A student on a piano stool rotates freely with an angular speed of 2.95 rad/s . The student holds a 1.35 kg mass in each outstretched arm, 0.739 m from the axis of rotation. The combined moment of inertia of the student and the stool, ignoring the two masses, is 5.13 kg m^2, a value that remains constant. As the student pulls his arms inward, his angular speed increases to 3.51 rad/s. Having found that the new radius of rotation for the weights is .395 m, what is the initial and final kinetic energy for the system?
To find the initial and final kinetic energy of the system, we need to calculate the moment of inertia in each case and then use the formula for kinetic energy.
We are given the following information:
Initial angular speed, ω1 = 2.95 rad/s
Mass of each outstretched arm, m = 1.35 kg
Distance from the axis of rotation, r1 = 0.739 m
Combined moment of inertia, I = 5.13 kg m^2
Final angular speed, ω2 = 3.51 rad/s
New radius of rotation for the weights, r2 = 0.395 m
First, let's calculate the initial and final moments of inertia of the system:
Initial moment of inertia, I1 = I + 2(mr1)^2
= 5.13 kg m^2 + 2(1.35 kg * 0.739 m)^2
= 5.13 kg m^2 + 2(1.35 kg * 0.545521 m^2)
= 5.13 kg m^2 + 1.85 kg m^2
= 6.98 kg m^2
Final moment of inertia, I2 = I + 2(mr2)^2
= 5.13 kg m^2 + 2(1.35 kg * 0.395 m)^2
= 5.13 kg m^2 + 2(1.35 kg * 0.155025 m^2)

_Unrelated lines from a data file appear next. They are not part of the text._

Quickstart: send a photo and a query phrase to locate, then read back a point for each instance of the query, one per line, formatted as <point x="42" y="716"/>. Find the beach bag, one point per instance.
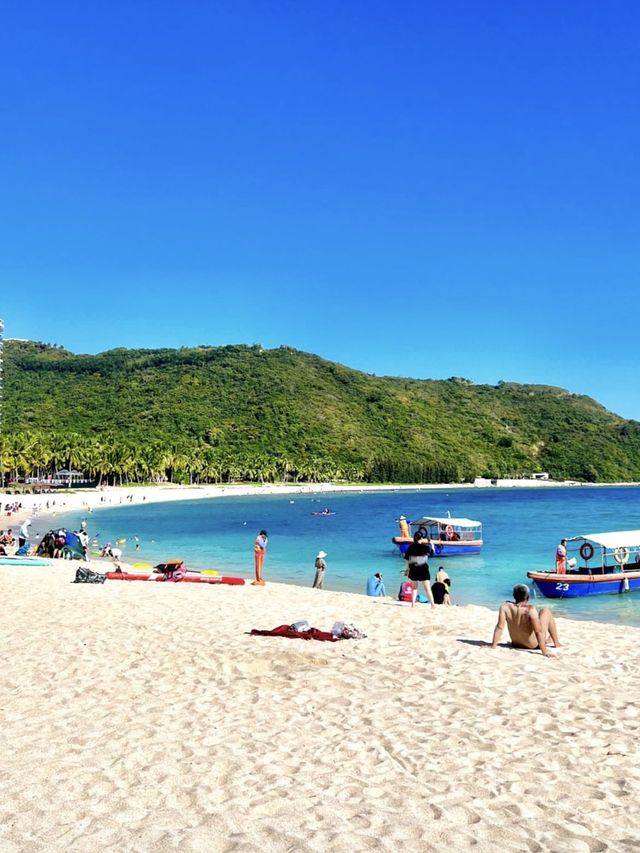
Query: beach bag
<point x="89" y="576"/>
<point x="406" y="591"/>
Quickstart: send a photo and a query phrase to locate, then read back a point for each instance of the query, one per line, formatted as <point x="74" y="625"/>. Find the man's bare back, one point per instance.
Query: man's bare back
<point x="520" y="619"/>
<point x="527" y="628"/>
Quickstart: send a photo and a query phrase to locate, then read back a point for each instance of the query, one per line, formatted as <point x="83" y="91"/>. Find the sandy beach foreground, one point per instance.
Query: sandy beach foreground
<point x="143" y="717"/>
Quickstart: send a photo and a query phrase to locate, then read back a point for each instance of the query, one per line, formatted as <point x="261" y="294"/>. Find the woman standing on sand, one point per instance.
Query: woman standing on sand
<point x="417" y="557"/>
<point x="259" y="553"/>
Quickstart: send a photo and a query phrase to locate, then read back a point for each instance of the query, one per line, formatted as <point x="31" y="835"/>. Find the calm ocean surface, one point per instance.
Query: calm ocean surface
<point x="521" y="530"/>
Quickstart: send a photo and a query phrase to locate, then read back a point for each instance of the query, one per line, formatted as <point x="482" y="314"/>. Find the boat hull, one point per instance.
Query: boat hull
<point x="578" y="586"/>
<point x="443" y="549"/>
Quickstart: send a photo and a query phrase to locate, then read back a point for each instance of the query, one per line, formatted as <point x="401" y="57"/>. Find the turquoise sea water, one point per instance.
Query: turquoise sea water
<point x="521" y="530"/>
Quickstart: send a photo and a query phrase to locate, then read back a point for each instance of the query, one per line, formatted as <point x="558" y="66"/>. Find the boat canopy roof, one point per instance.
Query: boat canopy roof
<point x="616" y="539"/>
<point x="454" y="522"/>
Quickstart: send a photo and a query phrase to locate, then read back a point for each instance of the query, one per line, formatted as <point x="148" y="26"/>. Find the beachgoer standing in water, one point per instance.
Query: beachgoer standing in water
<point x="259" y="553"/>
<point x="405" y="532"/>
<point x="321" y="566"/>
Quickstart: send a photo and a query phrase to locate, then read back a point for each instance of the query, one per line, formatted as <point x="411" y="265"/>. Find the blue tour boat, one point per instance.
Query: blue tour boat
<point x="603" y="563"/>
<point x="449" y="537"/>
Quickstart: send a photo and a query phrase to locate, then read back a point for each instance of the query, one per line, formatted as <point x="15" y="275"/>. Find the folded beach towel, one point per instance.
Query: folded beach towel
<point x="285" y="631"/>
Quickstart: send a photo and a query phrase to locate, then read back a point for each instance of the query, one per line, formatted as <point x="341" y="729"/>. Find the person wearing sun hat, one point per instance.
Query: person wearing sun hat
<point x="321" y="567"/>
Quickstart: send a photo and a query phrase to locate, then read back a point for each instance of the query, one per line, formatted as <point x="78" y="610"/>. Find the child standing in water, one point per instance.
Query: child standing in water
<point x="259" y="553"/>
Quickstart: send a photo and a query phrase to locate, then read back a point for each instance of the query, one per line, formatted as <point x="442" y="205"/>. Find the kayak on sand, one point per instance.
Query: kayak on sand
<point x="130" y="576"/>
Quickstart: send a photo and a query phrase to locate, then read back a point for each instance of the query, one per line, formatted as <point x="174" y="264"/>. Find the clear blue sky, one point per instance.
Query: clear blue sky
<point x="415" y="188"/>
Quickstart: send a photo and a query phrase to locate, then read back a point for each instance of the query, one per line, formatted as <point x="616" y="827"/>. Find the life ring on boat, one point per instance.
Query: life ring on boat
<point x="621" y="555"/>
<point x="586" y="550"/>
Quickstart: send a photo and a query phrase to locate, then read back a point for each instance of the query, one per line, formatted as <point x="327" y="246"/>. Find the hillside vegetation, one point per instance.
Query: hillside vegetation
<point x="238" y="412"/>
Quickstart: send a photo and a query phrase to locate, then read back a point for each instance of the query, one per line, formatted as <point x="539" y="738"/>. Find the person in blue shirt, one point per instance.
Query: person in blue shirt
<point x="375" y="586"/>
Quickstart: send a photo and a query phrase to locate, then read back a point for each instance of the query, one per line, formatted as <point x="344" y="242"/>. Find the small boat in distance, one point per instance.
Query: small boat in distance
<point x="601" y="563"/>
<point x="449" y="537"/>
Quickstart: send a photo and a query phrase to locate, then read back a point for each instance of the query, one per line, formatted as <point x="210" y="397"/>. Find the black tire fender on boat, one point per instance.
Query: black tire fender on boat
<point x="586" y="550"/>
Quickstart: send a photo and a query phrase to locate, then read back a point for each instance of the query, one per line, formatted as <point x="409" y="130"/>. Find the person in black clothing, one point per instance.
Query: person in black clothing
<point x="440" y="590"/>
<point x="417" y="557"/>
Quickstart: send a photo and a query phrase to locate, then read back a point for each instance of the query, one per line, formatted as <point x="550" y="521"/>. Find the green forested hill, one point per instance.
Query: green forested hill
<point x="210" y="413"/>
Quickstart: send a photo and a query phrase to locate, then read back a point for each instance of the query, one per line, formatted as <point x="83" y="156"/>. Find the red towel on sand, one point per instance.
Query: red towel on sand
<point x="285" y="631"/>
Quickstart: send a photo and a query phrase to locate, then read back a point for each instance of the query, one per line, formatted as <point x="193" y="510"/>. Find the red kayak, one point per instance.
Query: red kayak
<point x="128" y="576"/>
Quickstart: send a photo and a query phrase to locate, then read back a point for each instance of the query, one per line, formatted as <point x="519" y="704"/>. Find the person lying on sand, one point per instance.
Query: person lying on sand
<point x="527" y="628"/>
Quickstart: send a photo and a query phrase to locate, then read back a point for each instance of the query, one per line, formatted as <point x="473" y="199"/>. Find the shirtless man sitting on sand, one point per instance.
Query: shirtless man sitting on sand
<point x="527" y="628"/>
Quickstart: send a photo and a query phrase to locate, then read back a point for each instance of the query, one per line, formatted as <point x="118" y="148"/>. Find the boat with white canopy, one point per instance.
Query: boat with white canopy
<point x="597" y="563"/>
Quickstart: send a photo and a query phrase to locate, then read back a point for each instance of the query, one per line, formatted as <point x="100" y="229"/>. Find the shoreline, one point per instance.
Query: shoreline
<point x="111" y="496"/>
<point x="125" y="734"/>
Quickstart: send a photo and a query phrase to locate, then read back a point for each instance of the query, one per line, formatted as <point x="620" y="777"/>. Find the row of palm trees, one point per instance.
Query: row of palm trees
<point x="109" y="459"/>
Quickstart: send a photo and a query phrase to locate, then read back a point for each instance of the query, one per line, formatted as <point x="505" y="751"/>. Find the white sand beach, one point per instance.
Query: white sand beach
<point x="143" y="717"/>
<point x="49" y="505"/>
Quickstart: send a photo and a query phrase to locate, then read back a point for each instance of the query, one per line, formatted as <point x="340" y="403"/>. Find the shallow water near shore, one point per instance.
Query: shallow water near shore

= 5.13 kg m^2 + 0.4185 kg m^2
= 5.55 kg m^2
Now, let's calculate the initial and final kinetic energies using the formula:
Initial kinetic energy, K1 = (1/2) * I1 * ω1^2
= (1/2) * 6.98 kg m^2 * (2.95 rad/s)^2
= (1/2) * 6.98 kg m^2 * 8.7025 rad^2/s^2
= 30.477 kg m^2/s^2
Final kinetic energy, K2 = (1/2) * I2 * ω2^2
= (1/2) * 5.55 kg m^2 * (3.51 rad/s)^2
= (1/2) * 5.55 kg m^2 * 12.3201 rad^2/s^2
= 42.985 kg m^2/s^2
Therefore, the initial kinetic energy for the system, K1, is approximately 30.477 kg m^2/s^2 and the final kinetic energy, K2, is approximately 42.985 kg m^2/s^2.